Thinking back to the beginning of month 3 feels like reaching back into the recesses of history. As our two buses entered the capital city, an incredible feeling of anxiety and fear crept into my being. Having a travel day twice the promised length, I was feeling very much like a caged animal. Who was YWAM? Would I be stuck on a walled base watching over American high schoolers for the month? Would I ever be able to find time away from my team? Why did I have the feeling of standing on a precipice, leaning over the edge and seeing endless, black depths looming below? El Salvador was the first country I was not supposed to be in: something big was going to happen, and I was sure it would be equally as horrifying.

Little did I know, I was standing on that ledge, but I was not looking out into darkness. I was standing hand-in-hand with Jesus, and He was saying, “Jump with me.” What was before me was not going to swallow me, but raise me into the light. So, I slowly crept to the edge, and I jumped. It was not a beautiful dive. It was not an impulsive cannon ball. But it was a jump, nonetheless.

Month 1, in Honduras, Jesus taught me about myself. Month 2, in Guatemala, He taught me about Himself. And month 3, in the beautiful country of El Salvador, He taught me about Trust.

This month I learned to trust in God’s plans. I did not choose El Salvador, but God chose me for El Salvador, and a huge piece of my heart will forever be there. I did not choose YWAM, but God knew I had lessons to learn from them and relationships to build. And I know I’ll be back, even if only for a season, because these YWAMers are my family “para siempre.” I did not choose to be on an all-girl team, but this month especially, I found the beauty in having 6 sisters committed to loving you no matter what, despite any differences. I learned what it looks like to choose to love someone, even when you don’t have to or want to. I learned that loving and being loved by women is a tremendous blessing.

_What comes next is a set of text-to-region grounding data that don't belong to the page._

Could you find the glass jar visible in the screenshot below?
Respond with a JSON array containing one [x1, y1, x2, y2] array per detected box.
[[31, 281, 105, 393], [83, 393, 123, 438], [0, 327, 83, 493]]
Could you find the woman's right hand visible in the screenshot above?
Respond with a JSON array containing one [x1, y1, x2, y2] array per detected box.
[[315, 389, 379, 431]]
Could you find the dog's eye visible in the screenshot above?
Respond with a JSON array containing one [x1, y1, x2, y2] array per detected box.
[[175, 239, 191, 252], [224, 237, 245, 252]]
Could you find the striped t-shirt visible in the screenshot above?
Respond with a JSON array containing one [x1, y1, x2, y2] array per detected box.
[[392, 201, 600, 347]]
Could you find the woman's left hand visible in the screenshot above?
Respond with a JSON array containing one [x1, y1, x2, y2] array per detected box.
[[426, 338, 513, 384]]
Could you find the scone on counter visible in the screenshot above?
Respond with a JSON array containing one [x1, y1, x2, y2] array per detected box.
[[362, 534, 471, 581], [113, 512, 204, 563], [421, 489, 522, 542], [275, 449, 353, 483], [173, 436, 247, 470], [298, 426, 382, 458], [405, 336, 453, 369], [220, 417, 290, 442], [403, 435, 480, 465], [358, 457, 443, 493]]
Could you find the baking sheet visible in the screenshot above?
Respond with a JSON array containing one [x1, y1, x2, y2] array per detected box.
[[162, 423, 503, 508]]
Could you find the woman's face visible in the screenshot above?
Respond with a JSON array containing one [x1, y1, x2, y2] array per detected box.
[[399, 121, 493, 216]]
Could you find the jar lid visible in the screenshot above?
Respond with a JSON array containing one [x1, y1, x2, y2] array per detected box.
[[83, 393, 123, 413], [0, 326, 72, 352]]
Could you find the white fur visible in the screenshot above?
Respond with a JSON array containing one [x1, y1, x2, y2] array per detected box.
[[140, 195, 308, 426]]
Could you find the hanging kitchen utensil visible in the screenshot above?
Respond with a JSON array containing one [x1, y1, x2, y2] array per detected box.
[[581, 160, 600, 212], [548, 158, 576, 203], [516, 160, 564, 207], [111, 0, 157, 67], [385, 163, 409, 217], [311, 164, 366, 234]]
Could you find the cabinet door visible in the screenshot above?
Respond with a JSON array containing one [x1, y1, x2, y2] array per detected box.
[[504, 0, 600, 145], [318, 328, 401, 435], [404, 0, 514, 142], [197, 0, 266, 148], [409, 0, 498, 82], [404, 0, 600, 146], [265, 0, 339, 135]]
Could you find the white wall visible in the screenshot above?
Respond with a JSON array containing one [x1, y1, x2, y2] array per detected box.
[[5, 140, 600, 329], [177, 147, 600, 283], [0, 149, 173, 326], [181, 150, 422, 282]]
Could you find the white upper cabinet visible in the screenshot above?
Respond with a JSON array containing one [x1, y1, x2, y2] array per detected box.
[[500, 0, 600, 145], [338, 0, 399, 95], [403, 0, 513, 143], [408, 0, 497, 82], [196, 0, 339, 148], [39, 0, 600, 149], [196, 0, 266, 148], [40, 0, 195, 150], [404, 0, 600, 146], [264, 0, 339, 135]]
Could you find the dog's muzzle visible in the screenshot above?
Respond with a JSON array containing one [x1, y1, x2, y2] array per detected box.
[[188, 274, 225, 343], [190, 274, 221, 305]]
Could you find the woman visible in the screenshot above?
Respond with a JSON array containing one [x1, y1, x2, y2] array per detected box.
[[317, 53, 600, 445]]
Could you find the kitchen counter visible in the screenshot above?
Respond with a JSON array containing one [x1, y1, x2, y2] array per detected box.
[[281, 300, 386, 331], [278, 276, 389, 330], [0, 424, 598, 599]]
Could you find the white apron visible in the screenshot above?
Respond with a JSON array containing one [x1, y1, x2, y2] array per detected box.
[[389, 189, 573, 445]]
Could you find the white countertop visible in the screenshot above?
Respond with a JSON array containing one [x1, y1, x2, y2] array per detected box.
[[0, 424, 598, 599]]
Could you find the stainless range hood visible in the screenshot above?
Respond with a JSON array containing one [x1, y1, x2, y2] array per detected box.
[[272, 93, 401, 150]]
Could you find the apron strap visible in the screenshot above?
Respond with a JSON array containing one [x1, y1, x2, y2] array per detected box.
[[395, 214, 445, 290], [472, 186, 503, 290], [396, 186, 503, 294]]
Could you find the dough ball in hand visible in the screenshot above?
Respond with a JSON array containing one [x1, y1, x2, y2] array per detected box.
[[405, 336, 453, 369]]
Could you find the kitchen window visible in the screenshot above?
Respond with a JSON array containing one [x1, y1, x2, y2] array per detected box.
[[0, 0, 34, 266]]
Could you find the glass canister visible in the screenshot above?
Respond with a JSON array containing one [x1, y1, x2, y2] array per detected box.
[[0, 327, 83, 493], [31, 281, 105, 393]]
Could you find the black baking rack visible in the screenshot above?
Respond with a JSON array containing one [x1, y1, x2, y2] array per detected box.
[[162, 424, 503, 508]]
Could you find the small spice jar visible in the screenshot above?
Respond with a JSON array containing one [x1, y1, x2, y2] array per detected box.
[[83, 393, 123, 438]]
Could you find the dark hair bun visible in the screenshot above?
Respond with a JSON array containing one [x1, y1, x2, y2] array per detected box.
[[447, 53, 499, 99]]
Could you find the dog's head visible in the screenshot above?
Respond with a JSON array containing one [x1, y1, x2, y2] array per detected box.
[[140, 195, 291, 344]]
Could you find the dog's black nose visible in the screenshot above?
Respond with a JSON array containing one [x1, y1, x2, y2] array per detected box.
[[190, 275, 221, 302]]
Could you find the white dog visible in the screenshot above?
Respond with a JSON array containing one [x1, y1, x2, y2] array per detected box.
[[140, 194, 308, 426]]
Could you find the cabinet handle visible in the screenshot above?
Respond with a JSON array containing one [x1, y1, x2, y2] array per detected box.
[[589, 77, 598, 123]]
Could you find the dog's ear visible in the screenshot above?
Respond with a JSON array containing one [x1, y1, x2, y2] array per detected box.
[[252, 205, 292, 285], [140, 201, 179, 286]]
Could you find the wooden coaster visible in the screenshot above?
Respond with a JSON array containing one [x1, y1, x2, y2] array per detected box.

I learned to trust God in ministry, and in the gifts He is giving me. Evangelism, the focus ministry at JUCUM-San Salvador, is a huge challenge for me. But God called me to go out in boldness. He showed me I have gifts already, and promised more to come. He showed me He does not fail me, even when my mind is doubting, weak, and full of white-noise. He taught me to trust that even the five minutes I spend with a person can completely change their life because it is five minutes spent with HIS truth and love. If he can give minutes to convince a college student to re dedicate his life, or change a man’s heart about killing his ill mother to save them both from poverty, or encourage a male prostitute to radically alter his lifestyle and leave the industry, He can use 5 minutes to do just about anything. He taught me to trust the words He gives me, because they are truth and they are powerful.

God will not fail me. He keeps His promises. God is trustworthy. It was a beautiful and life-changing lesson to learn. And as I fly out of this country that has torn my heart from my chest in the best of ways, I am clinging desperately to this truth. There are 8 months left of this race, and I am not called to this 8 months for nothing. I have more lessons to learn. I have more family to find. I have new teams to learn from and pour into. There are 3 more continents to explore, love, and find more of Jesus. Leaving is hard – the most painful thing I have had to do so far on this race – but I step forward, willing to jump once again, because I am standing on the promises of my Savior. I have no idea what this next month, year, or further will hold. I have asked, and I am waiting with hope. I am trusting Jesus, who knows and loves me.

And I am making this transition with an entirely new team. I do not understand why I have no HoBo holding my hand on this cliff, but I trust God has big things in mind for this new team. As I tearfully stood hand-in-hand with Homeward Bound during team announcements, knowing I would be the only one completely separated from the group, God gave me peace. And God gave me excitement. And God whispered: “Trust me. Let’s jump again.”